Tuesday, February 1, 2011

The Mac or The Cheese?

Everyone has their preference of the kind of noodle and the kind of cheese that should be used in the standard macaroni and cheese dish. Oversized shells allow for cheese to hide in the openings and ooze in your mouth with each bite. Whereas, the small elbows don't absorb any of the cheese and are more for those who prefer a thin coating of cheese. Either way, when your looking for the best mac n'cheese out there, stop going to all the traditional pasta houses. The most amazing results are waiting to be found at the steak houses.
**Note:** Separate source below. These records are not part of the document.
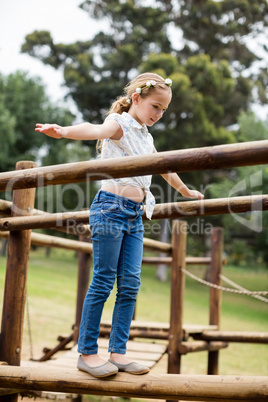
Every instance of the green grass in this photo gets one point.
(51, 292)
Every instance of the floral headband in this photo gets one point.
(149, 84)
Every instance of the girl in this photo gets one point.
(116, 218)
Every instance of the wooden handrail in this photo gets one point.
(172, 210)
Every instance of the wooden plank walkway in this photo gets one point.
(141, 352)
(148, 353)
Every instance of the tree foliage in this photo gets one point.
(23, 103)
(201, 45)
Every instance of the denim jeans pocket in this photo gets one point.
(94, 210)
(110, 210)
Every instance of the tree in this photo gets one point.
(23, 103)
(209, 85)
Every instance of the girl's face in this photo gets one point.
(150, 109)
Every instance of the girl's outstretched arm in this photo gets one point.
(84, 131)
(174, 180)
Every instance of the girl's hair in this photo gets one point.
(124, 102)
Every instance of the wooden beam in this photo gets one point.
(153, 386)
(215, 294)
(168, 260)
(235, 336)
(43, 240)
(16, 279)
(179, 239)
(185, 160)
(173, 210)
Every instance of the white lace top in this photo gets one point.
(136, 140)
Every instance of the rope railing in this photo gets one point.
(236, 291)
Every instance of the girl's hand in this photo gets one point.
(51, 130)
(193, 194)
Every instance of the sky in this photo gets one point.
(66, 22)
(62, 18)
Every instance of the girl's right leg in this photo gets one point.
(106, 250)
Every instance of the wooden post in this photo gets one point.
(179, 235)
(215, 294)
(84, 260)
(16, 278)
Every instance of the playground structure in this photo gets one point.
(169, 386)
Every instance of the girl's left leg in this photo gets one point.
(128, 284)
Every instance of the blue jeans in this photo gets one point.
(117, 240)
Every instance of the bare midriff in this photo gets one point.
(134, 193)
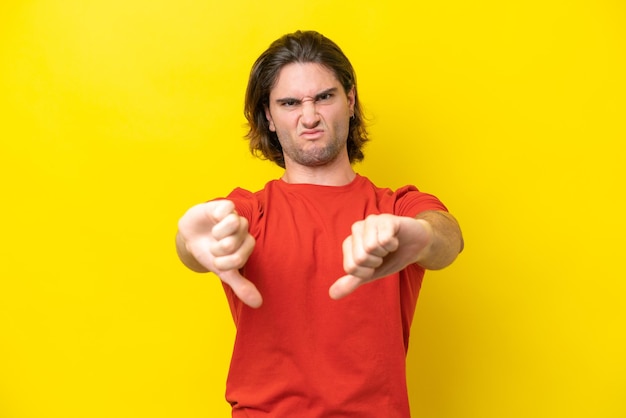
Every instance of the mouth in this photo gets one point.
(312, 134)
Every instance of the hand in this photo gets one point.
(378, 246)
(218, 240)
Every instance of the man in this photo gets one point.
(291, 255)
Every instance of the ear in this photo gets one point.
(268, 116)
(351, 100)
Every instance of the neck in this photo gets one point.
(332, 174)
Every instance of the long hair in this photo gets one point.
(300, 47)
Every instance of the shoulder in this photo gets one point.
(407, 200)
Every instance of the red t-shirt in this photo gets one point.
(302, 354)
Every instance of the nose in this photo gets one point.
(310, 118)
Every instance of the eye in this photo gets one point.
(289, 103)
(324, 97)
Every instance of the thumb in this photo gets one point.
(245, 290)
(344, 286)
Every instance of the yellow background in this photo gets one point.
(116, 116)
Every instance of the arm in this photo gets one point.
(384, 244)
(213, 237)
(446, 243)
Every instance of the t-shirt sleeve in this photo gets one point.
(411, 202)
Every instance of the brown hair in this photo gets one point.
(302, 47)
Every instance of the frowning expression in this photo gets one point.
(310, 112)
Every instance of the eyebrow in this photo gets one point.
(331, 90)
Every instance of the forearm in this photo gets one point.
(446, 242)
(186, 257)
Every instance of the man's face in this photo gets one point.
(310, 113)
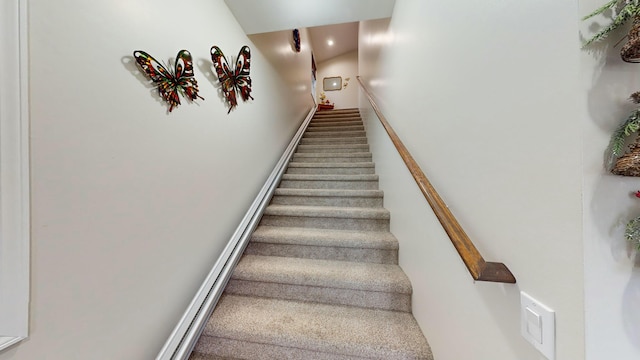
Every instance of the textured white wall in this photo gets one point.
(485, 96)
(346, 66)
(131, 205)
(612, 274)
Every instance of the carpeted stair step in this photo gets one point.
(343, 115)
(338, 112)
(326, 217)
(328, 197)
(333, 134)
(332, 157)
(359, 246)
(345, 122)
(368, 285)
(321, 181)
(329, 141)
(311, 129)
(244, 327)
(333, 148)
(331, 168)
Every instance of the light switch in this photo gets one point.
(534, 325)
(537, 325)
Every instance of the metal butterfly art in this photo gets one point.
(170, 83)
(236, 79)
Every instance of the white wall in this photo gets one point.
(130, 205)
(612, 275)
(485, 97)
(346, 66)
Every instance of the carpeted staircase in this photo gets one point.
(319, 279)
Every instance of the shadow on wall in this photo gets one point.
(630, 301)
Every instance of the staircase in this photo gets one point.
(319, 278)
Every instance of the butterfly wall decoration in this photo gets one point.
(170, 83)
(296, 39)
(233, 80)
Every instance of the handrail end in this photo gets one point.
(496, 272)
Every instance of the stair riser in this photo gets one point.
(219, 348)
(324, 295)
(333, 134)
(330, 184)
(326, 223)
(333, 149)
(377, 256)
(308, 158)
(342, 201)
(336, 116)
(332, 141)
(330, 170)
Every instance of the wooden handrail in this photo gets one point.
(480, 269)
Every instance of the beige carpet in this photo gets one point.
(319, 279)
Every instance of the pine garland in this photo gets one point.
(616, 145)
(632, 232)
(628, 10)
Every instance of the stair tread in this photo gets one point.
(329, 155)
(367, 164)
(368, 333)
(329, 192)
(323, 273)
(325, 237)
(328, 211)
(339, 177)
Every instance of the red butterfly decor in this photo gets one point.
(170, 83)
(236, 79)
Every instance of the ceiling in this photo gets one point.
(344, 37)
(324, 19)
(260, 16)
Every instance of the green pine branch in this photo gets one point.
(632, 232)
(629, 10)
(616, 145)
(601, 9)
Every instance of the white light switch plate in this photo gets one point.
(538, 325)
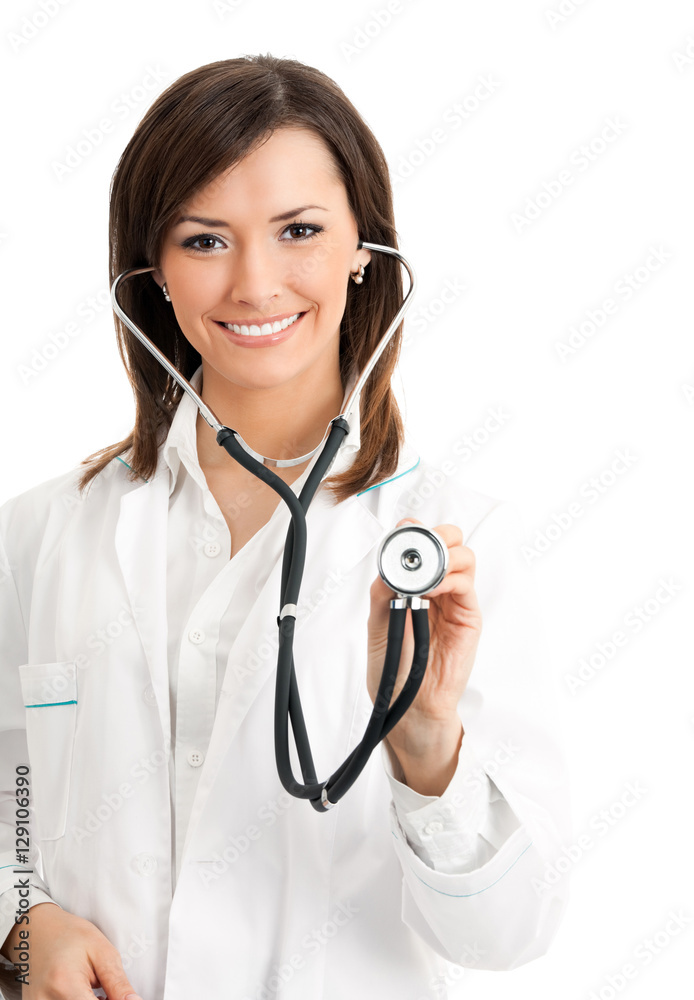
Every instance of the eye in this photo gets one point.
(203, 238)
(301, 232)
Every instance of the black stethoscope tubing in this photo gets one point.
(322, 795)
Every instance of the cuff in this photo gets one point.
(9, 904)
(446, 832)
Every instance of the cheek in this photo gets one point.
(325, 283)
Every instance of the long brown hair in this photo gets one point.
(205, 122)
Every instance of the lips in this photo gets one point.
(261, 329)
(280, 330)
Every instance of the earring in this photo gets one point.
(357, 276)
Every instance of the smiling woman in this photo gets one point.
(280, 140)
(247, 205)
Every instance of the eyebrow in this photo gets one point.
(220, 222)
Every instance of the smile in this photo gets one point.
(261, 331)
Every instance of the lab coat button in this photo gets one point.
(434, 827)
(145, 864)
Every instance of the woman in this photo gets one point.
(140, 603)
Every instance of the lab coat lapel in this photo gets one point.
(141, 542)
(338, 538)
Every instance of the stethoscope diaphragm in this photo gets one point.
(412, 560)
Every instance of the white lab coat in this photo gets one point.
(273, 899)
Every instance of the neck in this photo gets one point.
(281, 422)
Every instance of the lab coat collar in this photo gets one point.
(141, 545)
(180, 446)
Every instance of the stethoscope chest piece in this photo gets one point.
(412, 560)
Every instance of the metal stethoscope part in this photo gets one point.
(206, 412)
(412, 561)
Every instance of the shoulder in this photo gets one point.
(431, 496)
(40, 515)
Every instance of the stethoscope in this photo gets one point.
(412, 560)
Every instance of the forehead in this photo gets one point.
(290, 163)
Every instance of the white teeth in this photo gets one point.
(265, 329)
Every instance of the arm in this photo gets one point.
(67, 954)
(474, 857)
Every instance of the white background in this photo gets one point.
(536, 81)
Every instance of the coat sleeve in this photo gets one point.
(475, 860)
(13, 755)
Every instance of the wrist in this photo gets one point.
(429, 760)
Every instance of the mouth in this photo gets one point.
(265, 329)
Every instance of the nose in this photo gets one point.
(255, 279)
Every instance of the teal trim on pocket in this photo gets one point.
(50, 704)
(391, 480)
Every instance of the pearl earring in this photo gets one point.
(357, 276)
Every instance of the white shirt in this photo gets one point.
(189, 666)
(210, 595)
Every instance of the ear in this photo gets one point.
(361, 257)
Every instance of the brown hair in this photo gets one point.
(201, 125)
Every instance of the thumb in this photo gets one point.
(112, 978)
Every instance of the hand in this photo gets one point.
(68, 957)
(427, 738)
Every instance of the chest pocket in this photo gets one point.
(50, 700)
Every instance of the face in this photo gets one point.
(258, 263)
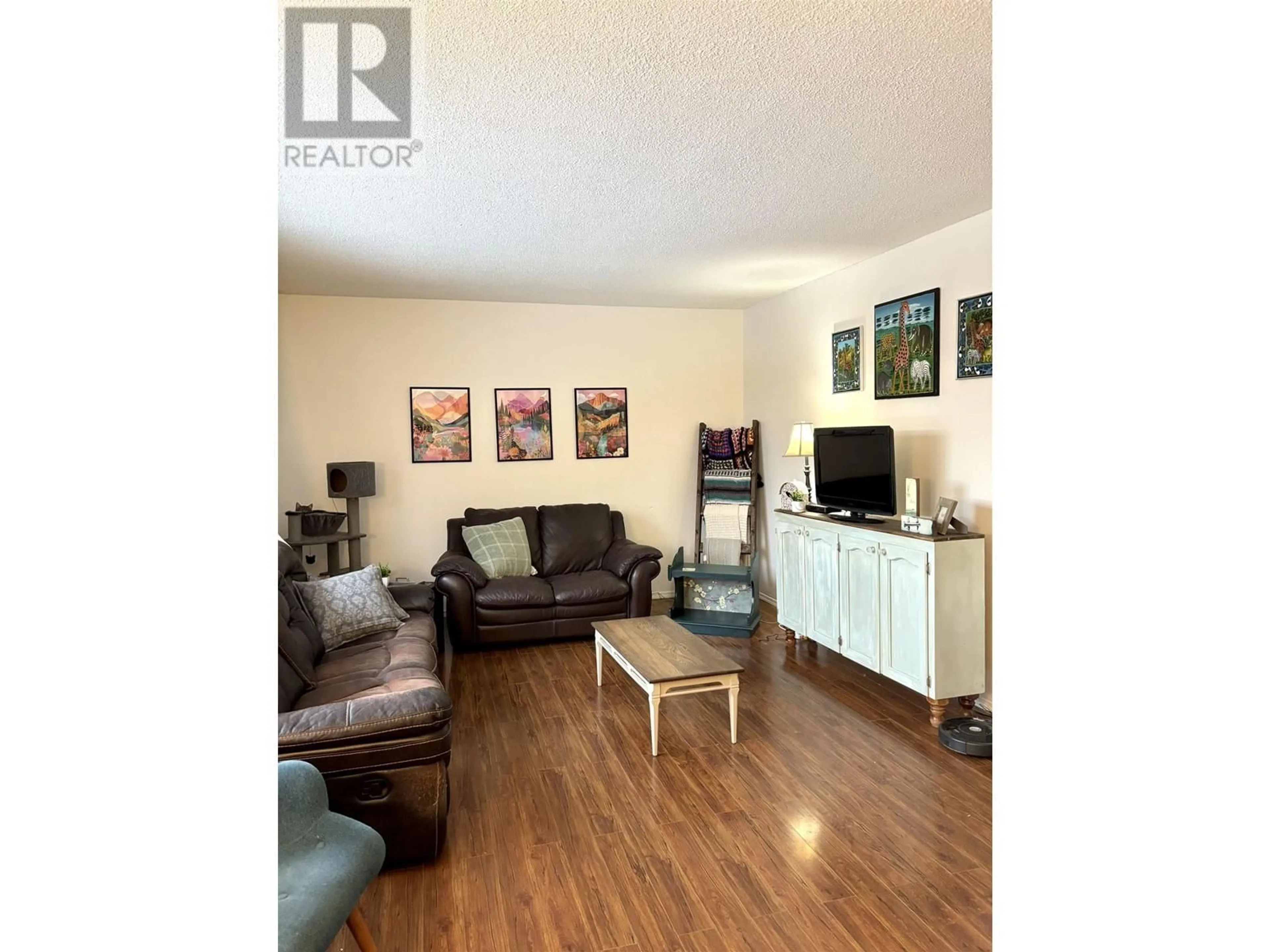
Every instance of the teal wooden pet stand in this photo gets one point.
(708, 595)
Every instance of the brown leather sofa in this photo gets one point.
(371, 715)
(587, 572)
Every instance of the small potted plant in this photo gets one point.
(798, 499)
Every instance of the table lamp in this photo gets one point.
(802, 445)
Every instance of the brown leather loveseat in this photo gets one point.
(371, 715)
(587, 572)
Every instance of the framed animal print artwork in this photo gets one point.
(846, 361)
(441, 428)
(523, 420)
(907, 347)
(975, 337)
(603, 423)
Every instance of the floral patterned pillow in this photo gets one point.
(351, 606)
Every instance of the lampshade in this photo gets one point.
(801, 440)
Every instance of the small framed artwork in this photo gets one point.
(523, 420)
(907, 347)
(944, 516)
(440, 426)
(975, 337)
(846, 361)
(603, 423)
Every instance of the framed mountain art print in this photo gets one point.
(907, 347)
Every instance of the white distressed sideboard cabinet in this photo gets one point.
(906, 606)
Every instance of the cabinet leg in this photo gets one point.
(937, 710)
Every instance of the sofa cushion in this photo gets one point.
(529, 516)
(574, 537)
(378, 664)
(351, 606)
(516, 593)
(502, 549)
(587, 588)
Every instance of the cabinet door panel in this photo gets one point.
(904, 592)
(860, 624)
(822, 584)
(789, 577)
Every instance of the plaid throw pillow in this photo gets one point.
(501, 549)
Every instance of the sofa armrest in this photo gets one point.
(414, 597)
(624, 555)
(461, 565)
(373, 718)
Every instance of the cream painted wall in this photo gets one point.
(944, 441)
(346, 367)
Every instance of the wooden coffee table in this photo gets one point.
(666, 659)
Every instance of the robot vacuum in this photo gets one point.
(968, 735)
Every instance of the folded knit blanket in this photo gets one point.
(726, 496)
(732, 447)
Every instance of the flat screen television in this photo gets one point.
(855, 471)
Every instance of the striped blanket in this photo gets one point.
(726, 487)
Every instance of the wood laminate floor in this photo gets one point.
(836, 822)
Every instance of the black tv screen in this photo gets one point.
(855, 469)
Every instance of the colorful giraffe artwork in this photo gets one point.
(907, 347)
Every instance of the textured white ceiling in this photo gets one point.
(665, 153)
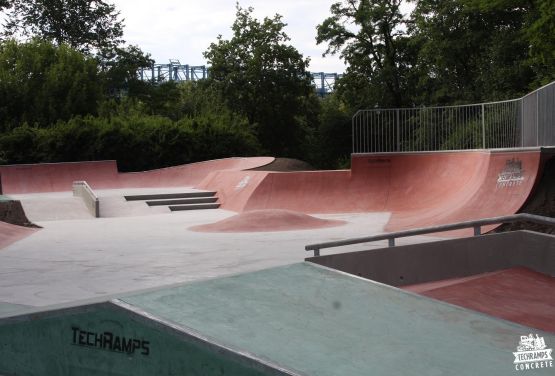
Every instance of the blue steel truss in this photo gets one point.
(324, 83)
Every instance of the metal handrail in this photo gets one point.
(83, 190)
(476, 224)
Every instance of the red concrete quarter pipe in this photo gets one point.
(418, 189)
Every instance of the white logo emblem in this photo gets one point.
(511, 174)
(532, 353)
(243, 183)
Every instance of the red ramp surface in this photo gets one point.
(56, 177)
(419, 189)
(519, 295)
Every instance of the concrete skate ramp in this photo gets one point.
(56, 177)
(268, 220)
(299, 319)
(518, 294)
(419, 189)
(11, 233)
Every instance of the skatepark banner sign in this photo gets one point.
(532, 353)
(511, 175)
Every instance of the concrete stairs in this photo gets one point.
(179, 201)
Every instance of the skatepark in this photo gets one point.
(200, 268)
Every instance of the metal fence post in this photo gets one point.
(398, 126)
(537, 118)
(483, 127)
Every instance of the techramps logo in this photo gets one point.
(532, 353)
(512, 174)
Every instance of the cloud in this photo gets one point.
(184, 29)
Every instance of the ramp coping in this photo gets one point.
(476, 224)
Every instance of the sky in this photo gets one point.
(183, 29)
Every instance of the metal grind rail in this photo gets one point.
(476, 224)
(523, 122)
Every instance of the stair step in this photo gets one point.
(199, 200)
(194, 207)
(162, 196)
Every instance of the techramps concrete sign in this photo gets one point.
(301, 319)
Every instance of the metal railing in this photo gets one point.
(476, 224)
(83, 190)
(527, 121)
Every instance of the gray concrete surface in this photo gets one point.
(81, 258)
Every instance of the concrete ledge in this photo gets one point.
(427, 262)
(83, 190)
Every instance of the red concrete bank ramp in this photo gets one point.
(419, 189)
(53, 177)
(268, 220)
(519, 294)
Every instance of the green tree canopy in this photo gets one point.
(89, 26)
(264, 78)
(371, 37)
(472, 50)
(41, 83)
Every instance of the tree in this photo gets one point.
(371, 37)
(263, 78)
(89, 26)
(472, 50)
(540, 32)
(41, 83)
(120, 68)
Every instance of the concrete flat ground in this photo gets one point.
(78, 257)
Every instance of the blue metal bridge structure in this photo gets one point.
(324, 83)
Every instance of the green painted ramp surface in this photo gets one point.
(317, 321)
(300, 319)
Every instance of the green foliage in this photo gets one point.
(41, 83)
(263, 78)
(119, 69)
(331, 143)
(136, 142)
(472, 50)
(371, 37)
(82, 24)
(540, 33)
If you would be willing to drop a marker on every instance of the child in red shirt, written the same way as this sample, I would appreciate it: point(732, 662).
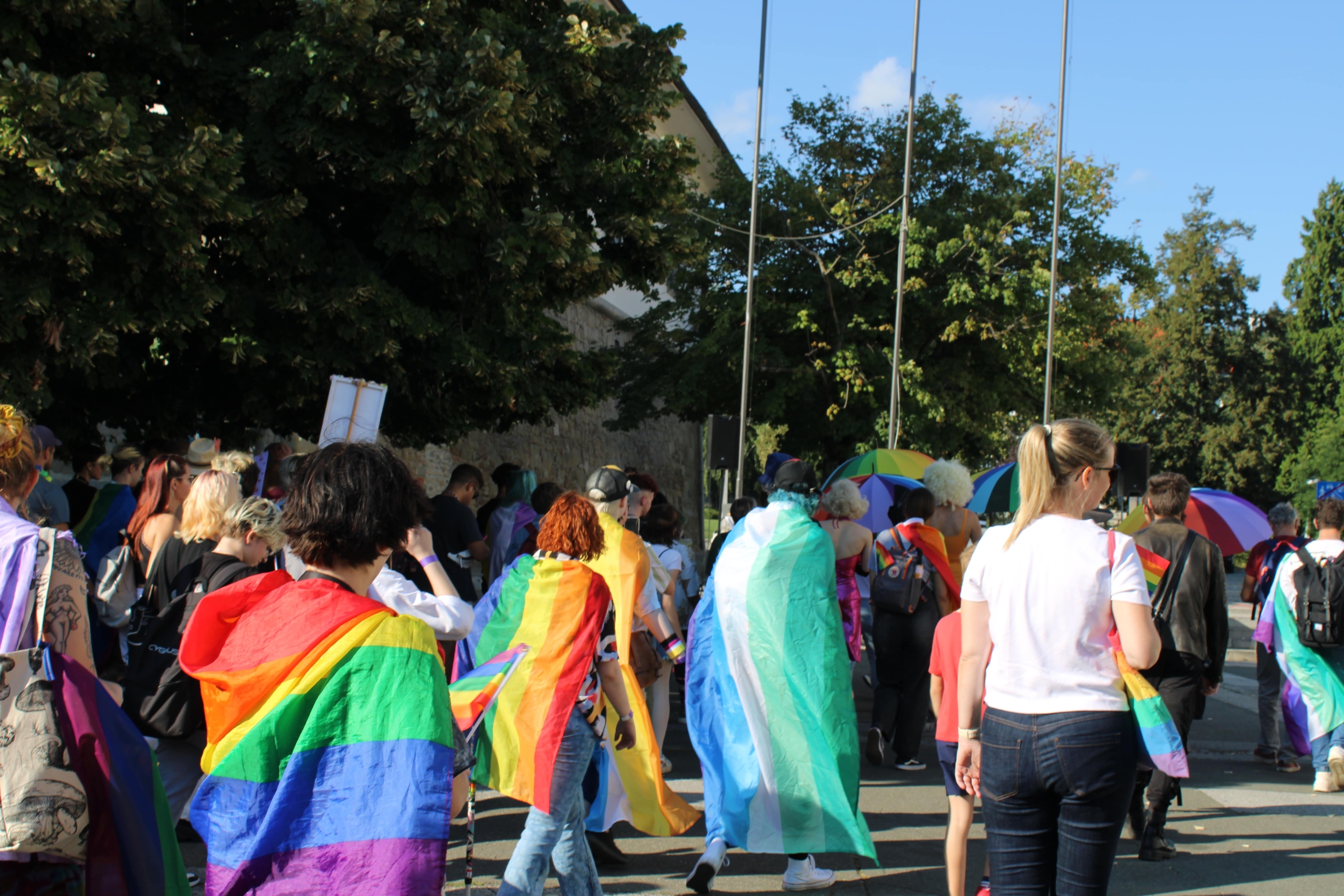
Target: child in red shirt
point(961, 806)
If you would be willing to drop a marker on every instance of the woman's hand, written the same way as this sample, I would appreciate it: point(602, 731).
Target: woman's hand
point(968, 766)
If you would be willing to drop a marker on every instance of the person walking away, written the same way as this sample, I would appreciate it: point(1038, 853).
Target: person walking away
point(961, 806)
point(1261, 567)
point(100, 531)
point(738, 510)
point(88, 462)
point(159, 510)
point(902, 637)
point(457, 539)
point(47, 503)
point(769, 703)
point(1315, 672)
point(1190, 609)
point(952, 491)
point(1055, 757)
point(853, 544)
point(375, 702)
point(659, 530)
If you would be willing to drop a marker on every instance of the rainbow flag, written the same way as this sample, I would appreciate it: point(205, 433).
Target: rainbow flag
point(558, 608)
point(474, 693)
point(330, 742)
point(1155, 566)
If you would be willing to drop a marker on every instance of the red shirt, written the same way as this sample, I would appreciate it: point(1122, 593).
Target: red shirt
point(942, 661)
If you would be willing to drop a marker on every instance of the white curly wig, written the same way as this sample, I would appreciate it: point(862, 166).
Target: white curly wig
point(949, 483)
point(843, 500)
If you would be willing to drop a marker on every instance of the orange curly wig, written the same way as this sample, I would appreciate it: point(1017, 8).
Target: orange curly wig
point(570, 527)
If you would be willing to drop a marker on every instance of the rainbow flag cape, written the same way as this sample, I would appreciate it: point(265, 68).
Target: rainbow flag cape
point(631, 781)
point(131, 840)
point(1155, 566)
point(474, 693)
point(330, 742)
point(558, 608)
point(1314, 680)
point(768, 692)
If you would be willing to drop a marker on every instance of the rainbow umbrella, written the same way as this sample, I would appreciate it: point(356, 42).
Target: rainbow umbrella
point(1234, 524)
point(894, 462)
point(996, 491)
point(882, 491)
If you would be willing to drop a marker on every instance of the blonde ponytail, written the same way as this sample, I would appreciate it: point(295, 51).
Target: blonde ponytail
point(1047, 458)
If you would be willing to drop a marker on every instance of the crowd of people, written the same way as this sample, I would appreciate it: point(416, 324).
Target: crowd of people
point(269, 623)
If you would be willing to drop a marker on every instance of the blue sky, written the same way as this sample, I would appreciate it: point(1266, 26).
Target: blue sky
point(1244, 97)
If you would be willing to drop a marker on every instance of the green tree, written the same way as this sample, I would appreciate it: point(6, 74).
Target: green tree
point(423, 190)
point(1315, 288)
point(1206, 385)
point(973, 333)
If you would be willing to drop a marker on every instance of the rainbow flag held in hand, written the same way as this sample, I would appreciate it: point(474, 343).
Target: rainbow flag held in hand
point(330, 742)
point(474, 693)
point(1155, 566)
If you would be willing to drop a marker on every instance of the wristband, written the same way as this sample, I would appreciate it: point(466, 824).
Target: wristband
point(675, 648)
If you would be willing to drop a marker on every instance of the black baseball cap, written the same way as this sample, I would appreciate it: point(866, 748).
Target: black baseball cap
point(797, 477)
point(608, 484)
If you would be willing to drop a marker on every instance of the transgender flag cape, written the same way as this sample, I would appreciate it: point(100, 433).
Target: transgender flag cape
point(1314, 695)
point(330, 742)
point(769, 700)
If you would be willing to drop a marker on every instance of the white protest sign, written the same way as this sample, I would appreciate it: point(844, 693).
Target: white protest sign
point(354, 412)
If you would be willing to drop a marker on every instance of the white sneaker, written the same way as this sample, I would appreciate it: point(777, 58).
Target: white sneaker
point(707, 867)
point(804, 875)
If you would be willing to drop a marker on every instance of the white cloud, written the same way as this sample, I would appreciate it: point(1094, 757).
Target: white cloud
point(737, 120)
point(884, 85)
point(988, 112)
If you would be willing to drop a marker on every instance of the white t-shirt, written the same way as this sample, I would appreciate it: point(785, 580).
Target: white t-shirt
point(1050, 597)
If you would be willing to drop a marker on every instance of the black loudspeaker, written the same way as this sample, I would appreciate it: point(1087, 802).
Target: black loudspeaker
point(1135, 460)
point(723, 442)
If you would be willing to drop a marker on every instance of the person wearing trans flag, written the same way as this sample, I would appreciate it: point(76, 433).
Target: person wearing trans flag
point(781, 772)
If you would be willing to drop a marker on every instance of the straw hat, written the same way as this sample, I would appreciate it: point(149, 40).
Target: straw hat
point(200, 455)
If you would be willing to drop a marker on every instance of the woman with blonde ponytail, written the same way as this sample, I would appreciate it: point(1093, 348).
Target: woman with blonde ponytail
point(1057, 751)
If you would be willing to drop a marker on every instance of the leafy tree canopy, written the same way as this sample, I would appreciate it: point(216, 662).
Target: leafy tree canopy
point(973, 335)
point(411, 193)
Aside from S'MAC, the east village dive completely devoted to mac n'cheese-they cover the basics, the unexpected and even the gluten free and vegan mac n'cheese-not bad! But if your preference is quality rather than a serious plethora of cheese and noodles, you won't be disappointed walking into one of the better meat restaurants-even if you are a vegetarian. Dylan Prime incorporates truffle oil into their version of the sharp white cheese bowl-it's really hard to beat that. Half the fun of the mac n' cheese is guessing the different types of cheese the chef adds in-which could vary depending on what's left in the kitchen that night. The trend seems to be the better the restaurant, the finer the ingredients, but some would rather a simplified version because less can be more when it comes to this staple dish. All in all, it comes down to each his own when choosing what qualities are essential here. Chefs realize it has become a serious decision among diners: baked, crispy, crusty v.  soft, thick, gooey?? Of course if you can't decide, you can always go with the sampler above.